The United Nations World Food Programme (WFP) tells us that 349 million people face acute food insecurity this year — an increase from 287 million people in 2021. It is a tragedy that when the world is “hungrier than ever,” as the WFP calls it, so much food goes to waste. One-third of food production, or 1.3 billion tons per year, goes to waste globally, according to the UN Food and Agriculture Organization. It is inconceivable, then, that we don’t make the most of the food that we have.

This is a regional problem that cannot be solved by individual economies acting on their own. It must be looked at with a wider lens, such as through bodies, like APEC, that promote regional economic cooperation. APEC members acknowledge that all areas of the agri-food value chain are interdependent and that there is a need for a whole-system approach.

Among the forum’s efforts to reduce food waste is the Food Security Roadmap Towards 2030 which aims to establish an open, fair, transparent, productive, sustainable and resilient APEC food system. This corresponds to the UN and other multilateral goals by taking action through the following avenues: digital transformation; productivity and international trade; sustainability; public-private partnerships; and inclusivity, especially in the inclusion of micro, small and medium enterprises (MSMEs) along the agri-food value chain.

For more on this topic, download “Enhancing Green MSMEs’ Competitiveness for a Sustainable and Inclusive Asia-Pacific: Food Sector Waste Reduction in Food Supply Chain.” [Archived PDF]

In my capacity as the Chair of APEC’s Small and Medium Enterprises Working Group, I’d like to stress the importance of the latter: inclusivity and small business. MSMEs account for over 97 percent of all business in APEC economies and employ over half of the workforce. Any strategy for reducing food wastage will have to involve the wholesale participation of the region’s smaller businesses.

This is easier written than done. For one thing, fit-for-purpose data is scarce. No APEC economy has food waste data that is specific to MSMEs. And while all have policies and measures to address the problem of food waste, there are no large-scale direct MSMEfood waste reduction targets, policies or plans. Few have tried to reduce MSME food waste in the retail food and food service industries. Supermarkets, food storage facilities or warehouses in many APEC economies aren’t required to donate excesses.

Most entrepreneurs aren’t even aware of the problem, or underestimate its true cost. Those who do understand have limited options or capital, and are unable to find cost-effective solutions to create value out of food waste, and face problems with logistics and transportation. On top of this, there are few to no regulatory frameworks to guide them. From a technology perspective, a majority of APEC economies utilize modern technologies, including mobile applications, to reduce or manage MSME food waste/surplus food, but these modern technologies are used only by large companies in big cities.

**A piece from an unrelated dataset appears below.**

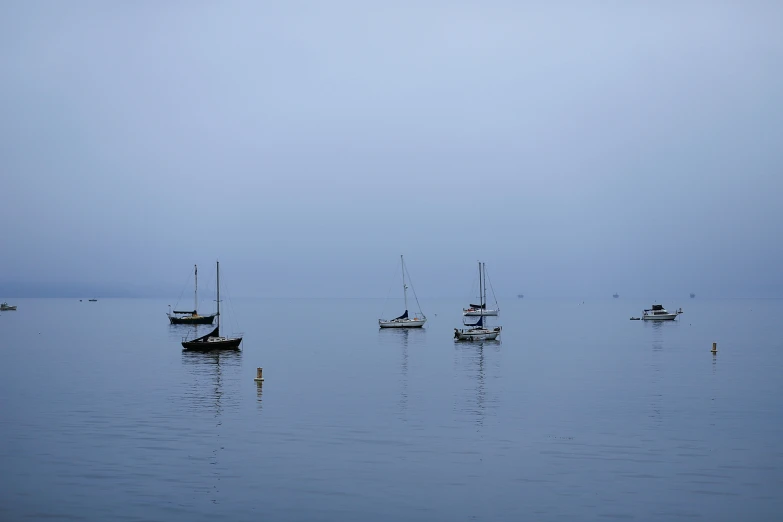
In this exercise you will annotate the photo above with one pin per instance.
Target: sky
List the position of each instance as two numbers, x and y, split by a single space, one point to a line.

Amid these challenges are an abundance of opportunities to help MSMEs reduce food waste. Training, policies and guidelines can aid them in improving profits by reducing costs and increasing the value added of food. They can reduce their carbon footprint, which enhances consumer demand, and divert waste to new products or bioenergy.

A November study by the APEC Small and Medium Enterprises Working Group presents case studies, identifies the best available data on food waste for MSMEs, and identifies several best practices for economies in dealing with food waste through MSME policy.

In one section, the study’s authors analyze a case study of a successful MSME, and identify four key factors contributing to its successful reduction of food waste: 1) creating a network of people — e.g., a community surrounding a farm; 2) using innovation and technology to facilitate farming and save time; 3) producing knowledge and providing it through several channels — e.g., a learning and training center, friendly guide books; and 4) considering the environment at every step of the process.

The paper, called “Enhancing Green MSMEs’ Competitiveness for a Sustainable and Inclusive Asia-Pacific: Food Sector Waste Reduction in Food Supply Chain,” [Archived PDF] is extensive and easily doubles as a handbook for anyone interested in MSME food waste, or the problem of food waste in general. It is a great example of what can be achieved when economies combine knowledge and resources in the pursuit of keeping the region inclusive, prosperous, and fed.

Aaron Sydor is the Chair of the APEC Small and Medium Enterprises Working Group.

WANG Huiyao: To Save Global Trade, Start Small

[from the Center for China and Globalization]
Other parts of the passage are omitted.